Published September 21, 2021
UBNOW talks with Jihnhee Yu, professor in the Department of Biostatistics and director of the Population Health Observatory, School of Public Health and Health Professions, whose work aims to apply data to medical diagnosis and treatment options.
I have been intrigued by challenging subjects in general. Statistics at first sounded great and sufficiently esoteric to trigger my curiosity for that discipline. My undergraduate major was mathematics, which definitely motivated me to study statistics. Also, statistics is a practical discipline, thus with more job opportunities. That combination was perfect.
Medical applications and providing some answers to medical questions are my major interests all the time. Recently my research is more related to survey data, big data and some image data analysis.
As one of my major methodological works, I have worked on nonparametric statistical inference areas, especially the development of empirical likelihood (EL) methodology, a subject of great importance in the current statistical/biostatistical literature. As an outcome of this aspect of my work, my colleague Dr. [Albert] Vexler [SPHHP professor of biostatistics] and I published a book, “Empirical Likelihood Methods in Biomedicine and Health” [CRC Press, Taylor & Francis, 2018], which I consider a wonderful accomplishment.
To my understanding, biostatistics or statistics is the discipline of data, which provides people with data-driven information to understand what’s happening in the world. There is a question, and statistics/biostatistics uses the data to answer the question. There are two types of problems in this world in terms of data. One is too little data, and the other is too much data. Statistics/biostatistics deal with both problems.
From an education point of view, the statistical thought process is extremely important these days. It consists of establishing a hypothesis, measuring certainty or uncertainty given existing or fairly collected data, and testing the hypothesis. Then we abolish the hypothesis or modify it, where we can still commit two types of errors: One is that the data used may be insufficient or incorrectly collected, and the other is that our model to derive information is wrong. In that regard, statisticians tend to be skeptics, since they start all things with questions, which is like other scientific disciplines and which I consider a good trait of serious researchers.

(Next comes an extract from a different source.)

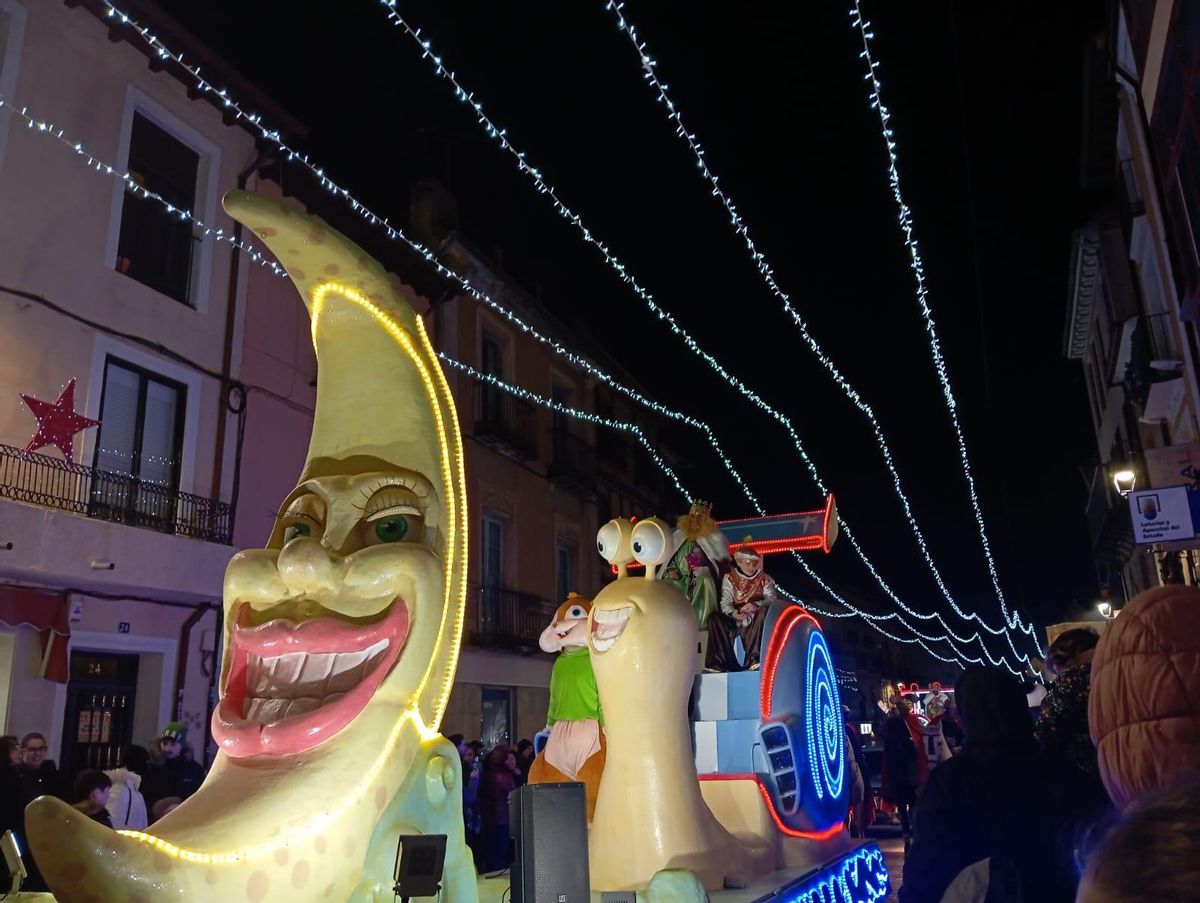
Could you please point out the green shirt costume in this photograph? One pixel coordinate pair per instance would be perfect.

I used to work at Roswell Park Comprehensive Cancer Center as a biostatistician, and I had a voluntary faculty position at UB. A tight relationship between the biostatistics departments of Roswell Park and UB gave me an opportunity to join to UB. That worked out great, since after working and training in a real medical field, I could be more ready for research work that may have a greater practical flavor versus simply being a theoretical exercise.

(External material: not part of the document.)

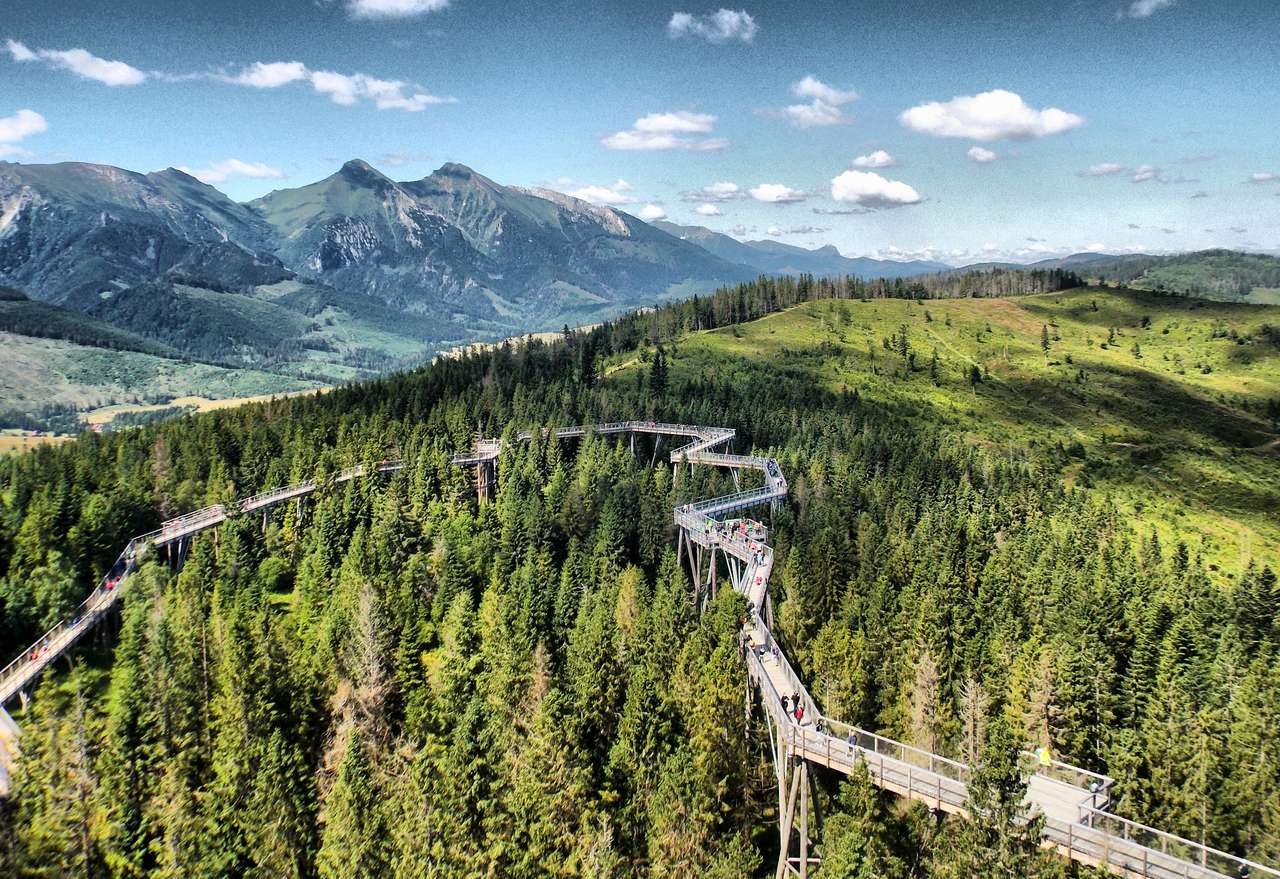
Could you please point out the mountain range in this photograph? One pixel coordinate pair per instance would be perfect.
(476, 257)
(775, 257)
(359, 274)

As a biostatistician, I will continue to explore clinical data and hopefully can impact the medical area, especially its diagnosis and choice of treatment options. In particular, there are different forms of the data where the valuable information may not be extracted from each variable stored in the form of two-dimensional Excel files.
Image data is a good example, where individual voxels [an element of volume in a 3-D space] means nothing; those voxels need to be connected to one another to produce meaningful interpretation. I believe that the best instrument for that job is a human brain. Can the data process emulate the steps that are happening inside our brain all the time? What might be an efficient form of data processing that can transform such data to something more traditional that may be stored in a two-dimensional Excel sheet? These questions are actually recent trends related to data mining and machine leaning. I hope that I can contribute to these areas as they are as intriguing as it gets.